Francis Smart
Francis Smart

Reputation: 4065

Julia: Piping operator |> with more than one argument

I am attempting to pass multiple arguments to the built in piping operator in Julia |>.

I would like something that works like this:

join([randstring() for i in 1:100], " ")

However, using the piping operator, I get an error instead:

[randstring() for i in 1:100] |> join(" ")

I am pretty sure this is a feature of multiple dispatch with join having its own method with delim in the join(strings, delim, [last]) method being defined as delim="" when omitted.

Am I understanding this correctly? Is there a work around?

For what is is worth the majority of my uses of piping end up taking more than one argument. For example:

[randstring() for i in 1:100] |> join(" ") |> replace("|", " ")

Upvotes: 16

Views: 7498

Answers (2)

Ethan S-L
Ethan S-L

Reputation: 420

Metaprogramming to the rescue!

We'll use a simple macro to allow piping to multi-input functions.

    using Pipe, Random
    @pipe [randstring() for i in 1:100] |> join(_, " ")

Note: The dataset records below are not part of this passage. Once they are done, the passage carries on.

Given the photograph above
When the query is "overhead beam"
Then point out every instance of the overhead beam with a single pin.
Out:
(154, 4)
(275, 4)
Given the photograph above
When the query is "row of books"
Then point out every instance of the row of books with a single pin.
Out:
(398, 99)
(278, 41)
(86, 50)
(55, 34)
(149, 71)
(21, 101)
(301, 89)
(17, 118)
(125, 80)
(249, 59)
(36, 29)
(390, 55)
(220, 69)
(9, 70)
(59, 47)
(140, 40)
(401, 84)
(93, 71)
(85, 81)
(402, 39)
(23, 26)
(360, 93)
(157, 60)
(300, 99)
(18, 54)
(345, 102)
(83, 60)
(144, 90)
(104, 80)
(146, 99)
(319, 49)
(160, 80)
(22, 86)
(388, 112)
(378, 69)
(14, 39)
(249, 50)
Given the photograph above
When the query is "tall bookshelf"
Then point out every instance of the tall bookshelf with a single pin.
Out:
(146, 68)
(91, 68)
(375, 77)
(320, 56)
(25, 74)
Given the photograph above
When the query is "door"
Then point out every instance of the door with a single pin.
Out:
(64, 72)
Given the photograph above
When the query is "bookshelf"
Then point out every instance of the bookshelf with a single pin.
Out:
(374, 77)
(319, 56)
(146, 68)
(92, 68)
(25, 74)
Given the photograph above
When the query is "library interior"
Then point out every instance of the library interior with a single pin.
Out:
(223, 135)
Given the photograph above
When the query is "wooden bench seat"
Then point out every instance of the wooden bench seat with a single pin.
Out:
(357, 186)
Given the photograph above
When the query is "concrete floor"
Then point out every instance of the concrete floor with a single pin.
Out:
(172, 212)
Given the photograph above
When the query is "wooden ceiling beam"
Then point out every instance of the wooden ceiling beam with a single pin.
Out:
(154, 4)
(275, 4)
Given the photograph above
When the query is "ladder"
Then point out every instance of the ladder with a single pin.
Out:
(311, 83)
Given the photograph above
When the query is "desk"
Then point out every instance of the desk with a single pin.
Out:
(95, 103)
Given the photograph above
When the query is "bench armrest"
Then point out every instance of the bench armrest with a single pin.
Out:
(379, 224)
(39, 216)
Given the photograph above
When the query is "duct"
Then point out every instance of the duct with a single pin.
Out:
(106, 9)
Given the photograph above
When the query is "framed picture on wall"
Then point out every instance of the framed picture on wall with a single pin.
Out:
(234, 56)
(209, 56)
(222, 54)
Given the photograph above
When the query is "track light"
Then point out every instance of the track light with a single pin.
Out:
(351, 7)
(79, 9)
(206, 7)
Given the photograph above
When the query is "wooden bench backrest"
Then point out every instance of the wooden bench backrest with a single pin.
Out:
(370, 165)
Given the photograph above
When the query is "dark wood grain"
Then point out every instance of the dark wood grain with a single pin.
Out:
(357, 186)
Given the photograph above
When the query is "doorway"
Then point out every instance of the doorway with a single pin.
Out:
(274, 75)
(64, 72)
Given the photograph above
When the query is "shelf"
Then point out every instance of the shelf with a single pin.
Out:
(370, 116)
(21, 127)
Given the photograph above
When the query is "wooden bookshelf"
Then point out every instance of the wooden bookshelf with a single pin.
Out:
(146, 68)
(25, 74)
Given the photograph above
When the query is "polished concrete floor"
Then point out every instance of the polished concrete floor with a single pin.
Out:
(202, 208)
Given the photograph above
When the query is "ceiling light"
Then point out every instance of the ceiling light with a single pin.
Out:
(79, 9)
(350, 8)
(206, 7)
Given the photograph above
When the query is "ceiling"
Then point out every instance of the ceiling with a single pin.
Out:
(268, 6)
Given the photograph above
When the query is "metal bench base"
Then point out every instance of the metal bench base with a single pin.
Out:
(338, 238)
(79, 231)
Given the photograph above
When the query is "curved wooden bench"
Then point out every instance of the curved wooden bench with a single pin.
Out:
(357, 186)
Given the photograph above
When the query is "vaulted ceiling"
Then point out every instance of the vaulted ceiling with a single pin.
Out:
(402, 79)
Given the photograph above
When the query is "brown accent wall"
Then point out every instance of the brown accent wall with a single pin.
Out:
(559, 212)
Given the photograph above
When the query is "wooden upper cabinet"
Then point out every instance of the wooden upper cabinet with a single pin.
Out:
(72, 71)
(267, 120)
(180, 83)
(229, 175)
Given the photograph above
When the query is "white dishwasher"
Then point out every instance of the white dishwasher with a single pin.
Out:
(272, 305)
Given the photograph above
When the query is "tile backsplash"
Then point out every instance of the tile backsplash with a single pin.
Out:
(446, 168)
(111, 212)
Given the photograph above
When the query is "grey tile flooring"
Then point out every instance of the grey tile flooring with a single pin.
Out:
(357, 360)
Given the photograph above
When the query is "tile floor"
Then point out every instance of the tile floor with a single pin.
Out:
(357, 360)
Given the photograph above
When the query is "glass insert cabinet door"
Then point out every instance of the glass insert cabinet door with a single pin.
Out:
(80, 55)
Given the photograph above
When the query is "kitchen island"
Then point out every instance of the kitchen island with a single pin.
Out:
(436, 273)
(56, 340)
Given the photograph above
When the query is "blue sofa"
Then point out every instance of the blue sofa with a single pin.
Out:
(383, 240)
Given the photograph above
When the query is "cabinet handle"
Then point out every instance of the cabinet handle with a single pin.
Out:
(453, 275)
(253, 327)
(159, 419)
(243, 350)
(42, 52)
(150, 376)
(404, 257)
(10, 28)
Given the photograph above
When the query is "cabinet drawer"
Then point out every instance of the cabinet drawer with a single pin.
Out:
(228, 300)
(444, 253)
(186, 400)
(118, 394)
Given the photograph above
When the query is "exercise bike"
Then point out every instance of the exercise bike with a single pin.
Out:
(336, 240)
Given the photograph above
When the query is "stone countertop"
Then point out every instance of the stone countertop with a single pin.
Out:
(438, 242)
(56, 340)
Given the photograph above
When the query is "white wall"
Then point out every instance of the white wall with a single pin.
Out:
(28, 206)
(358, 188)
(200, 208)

So after calling the Pipe package all we're doing is

  1. using the @pipe macro

  2. designating where where to pipe to with the underscore ("_") [if the function only takes one input we don't need to bother with the underscore: e.g.

     @pipe 2 |> +(3,_) |> *(_,4) |> println   
    

will print "20"]

See here or here for more formal documentation of the Pipe package (not that there's much to document :).

Upvotes: 13

mbauman
mbauman

Reputation: 31372

The piping operator doesn't do anything magical. It simply takes values on the left and applies them to functions on the right. As you've found, join(" ") does not return a function. In general, partial applications of functions in Julia don't return functions — it'll either mean something different (via multiple dispatch) or it'll be an error.

There are a few options that allow you to support this:

  • Explicitly create anonymous functions:

    [randstring() for i in 1:100] |> x->join(x, " ") |> x->replace(x, "|", " ")
    
  • Use macros to enable the kind of special magic you're looking for. There are some packages that support this kind of thing.